Laat ons niets vrezen, feit noch waan,
de liefde adelen, en binnengaan
in jaar na jaar na jaar van ons bestaan
tot vijfmaal twaalf: één tel. Dan vangt ons rijk pas aan.
| |
[Engels]
Two graves must hide thine and my coarse,
If one might, death were no divorce.
Alas, as well as other Princes, wee,
(Who Prince enough in one another bee,)
Must leave at last in death, these eyes, and eares,
Oft fed with true oathes, and with sweet salt teares;
But soules where nothing dwells but love
(All other thoughts being inmates) then shall prove
This, or a love increased there above,
When bodies to their graves, soules from their graves remove.

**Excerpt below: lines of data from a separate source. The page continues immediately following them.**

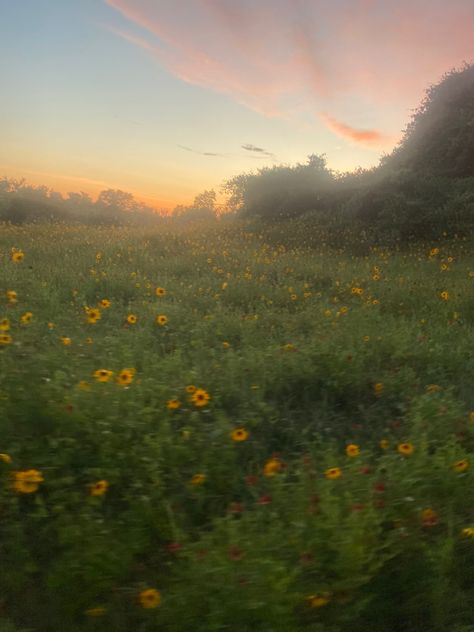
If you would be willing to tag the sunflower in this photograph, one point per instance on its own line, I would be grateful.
(272, 466)
(461, 466)
(149, 598)
(125, 377)
(103, 375)
(352, 449)
(406, 449)
(18, 256)
(239, 434)
(4, 324)
(378, 388)
(333, 472)
(99, 488)
(200, 397)
(93, 315)
(26, 317)
(198, 479)
(27, 481)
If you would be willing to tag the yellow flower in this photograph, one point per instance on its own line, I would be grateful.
(150, 598)
(461, 466)
(103, 375)
(26, 317)
(125, 377)
(352, 449)
(98, 611)
(378, 388)
(27, 481)
(4, 324)
(18, 256)
(239, 434)
(198, 479)
(200, 397)
(272, 466)
(93, 315)
(319, 600)
(99, 488)
(406, 449)
(333, 473)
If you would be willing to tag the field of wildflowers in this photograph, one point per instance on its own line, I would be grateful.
(211, 429)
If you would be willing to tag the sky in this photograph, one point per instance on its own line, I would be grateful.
(166, 98)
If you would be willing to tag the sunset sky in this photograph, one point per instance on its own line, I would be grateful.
(165, 98)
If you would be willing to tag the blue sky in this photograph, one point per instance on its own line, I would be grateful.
(133, 94)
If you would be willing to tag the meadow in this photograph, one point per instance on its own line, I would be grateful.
(222, 428)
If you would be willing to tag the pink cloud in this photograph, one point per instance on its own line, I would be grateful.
(368, 137)
(311, 54)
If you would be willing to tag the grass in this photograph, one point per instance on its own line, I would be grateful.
(308, 350)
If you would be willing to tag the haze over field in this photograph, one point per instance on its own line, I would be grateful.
(163, 101)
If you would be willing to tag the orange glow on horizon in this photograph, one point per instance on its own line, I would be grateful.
(65, 184)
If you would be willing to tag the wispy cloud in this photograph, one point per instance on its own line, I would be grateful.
(368, 137)
(201, 153)
(287, 57)
(259, 150)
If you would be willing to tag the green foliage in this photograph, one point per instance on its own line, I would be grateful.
(422, 189)
(310, 351)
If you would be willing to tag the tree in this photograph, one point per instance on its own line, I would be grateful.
(117, 200)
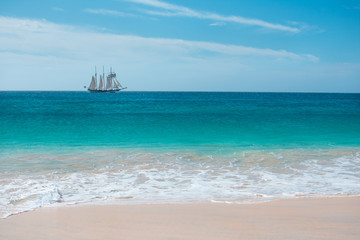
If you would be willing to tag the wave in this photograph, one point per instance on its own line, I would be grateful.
(30, 181)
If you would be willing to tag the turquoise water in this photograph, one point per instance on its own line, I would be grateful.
(78, 147)
(178, 120)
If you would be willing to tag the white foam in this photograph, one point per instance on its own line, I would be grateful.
(147, 177)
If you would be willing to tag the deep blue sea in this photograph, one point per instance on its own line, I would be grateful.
(147, 147)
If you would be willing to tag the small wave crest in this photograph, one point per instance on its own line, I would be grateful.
(34, 180)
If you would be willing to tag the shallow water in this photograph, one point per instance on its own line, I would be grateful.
(150, 147)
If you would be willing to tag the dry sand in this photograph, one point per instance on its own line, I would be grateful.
(330, 218)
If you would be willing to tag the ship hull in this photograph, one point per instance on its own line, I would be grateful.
(105, 91)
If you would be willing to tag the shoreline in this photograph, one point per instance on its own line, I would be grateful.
(315, 218)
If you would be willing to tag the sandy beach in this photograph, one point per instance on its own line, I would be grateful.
(329, 218)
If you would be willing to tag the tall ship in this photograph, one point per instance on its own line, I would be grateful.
(112, 84)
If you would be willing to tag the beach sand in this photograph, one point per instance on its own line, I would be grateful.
(327, 218)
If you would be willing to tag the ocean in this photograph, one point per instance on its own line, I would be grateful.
(61, 148)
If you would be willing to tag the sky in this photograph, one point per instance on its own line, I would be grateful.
(182, 45)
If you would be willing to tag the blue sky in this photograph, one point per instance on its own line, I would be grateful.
(182, 45)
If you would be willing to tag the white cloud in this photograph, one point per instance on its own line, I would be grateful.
(42, 37)
(58, 9)
(44, 55)
(217, 24)
(108, 12)
(176, 10)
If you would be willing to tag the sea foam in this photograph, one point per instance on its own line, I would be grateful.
(30, 181)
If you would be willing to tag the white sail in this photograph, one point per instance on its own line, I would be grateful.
(118, 84)
(115, 84)
(109, 82)
(101, 84)
(93, 83)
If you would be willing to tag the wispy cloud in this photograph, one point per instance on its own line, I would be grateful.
(32, 50)
(217, 24)
(47, 37)
(170, 10)
(58, 9)
(108, 12)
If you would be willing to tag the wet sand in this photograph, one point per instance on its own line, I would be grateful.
(327, 218)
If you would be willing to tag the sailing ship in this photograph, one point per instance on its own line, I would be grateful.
(112, 84)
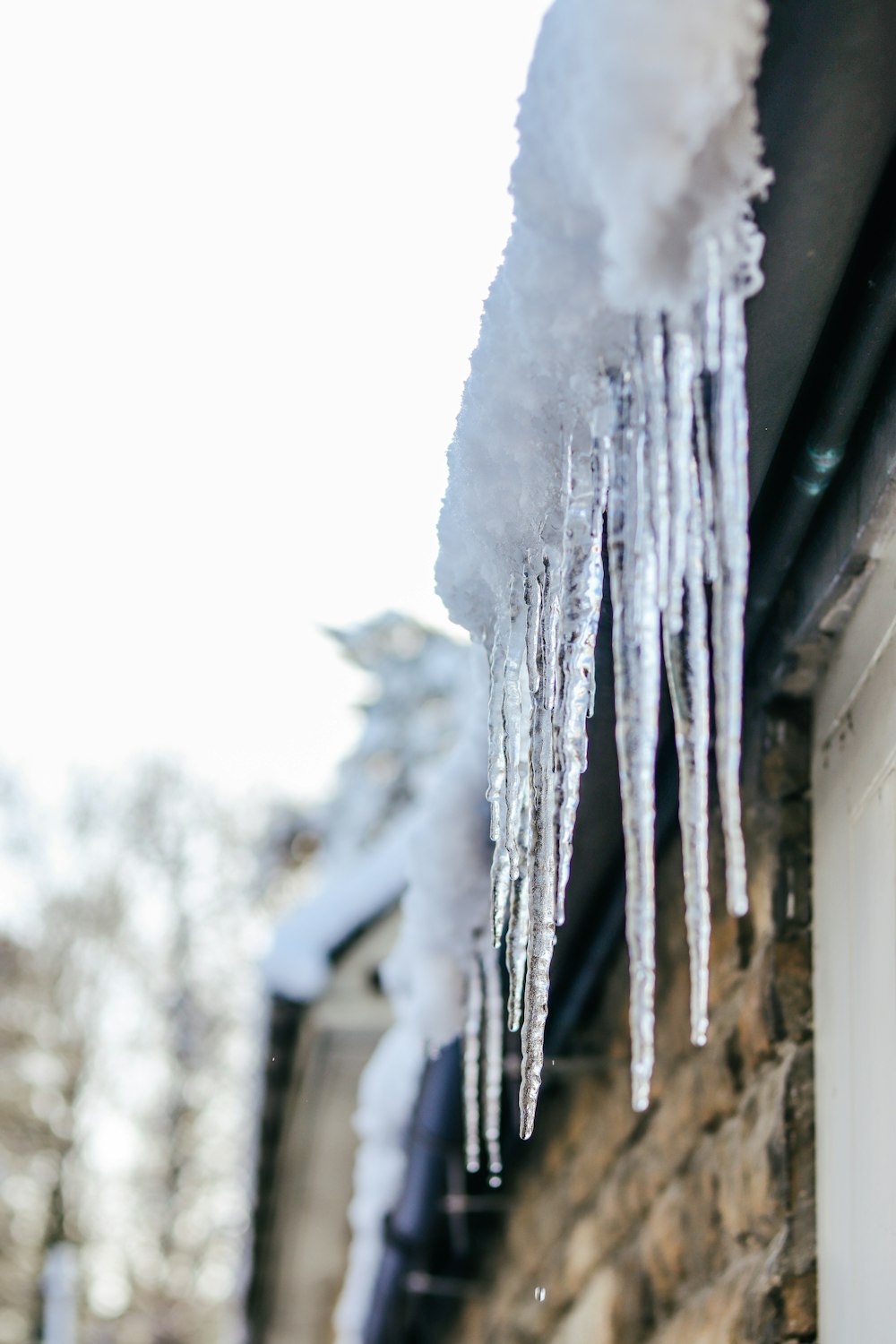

And then wee shall be throughly blest,
But wee no more, than all the rest;
Here upon earth, we'are Kings, and none but wee
Can be such Kings, nor of such subjects bee.
Who is so safe as wee? where none can doe
Treason to us, except one of us two.
True and false feares let us refraine,
Let us love nobly, and live, and adde againe
Yeares and yeares unto yeares, till we sttaine
To write threescore: this is the second of our raigne.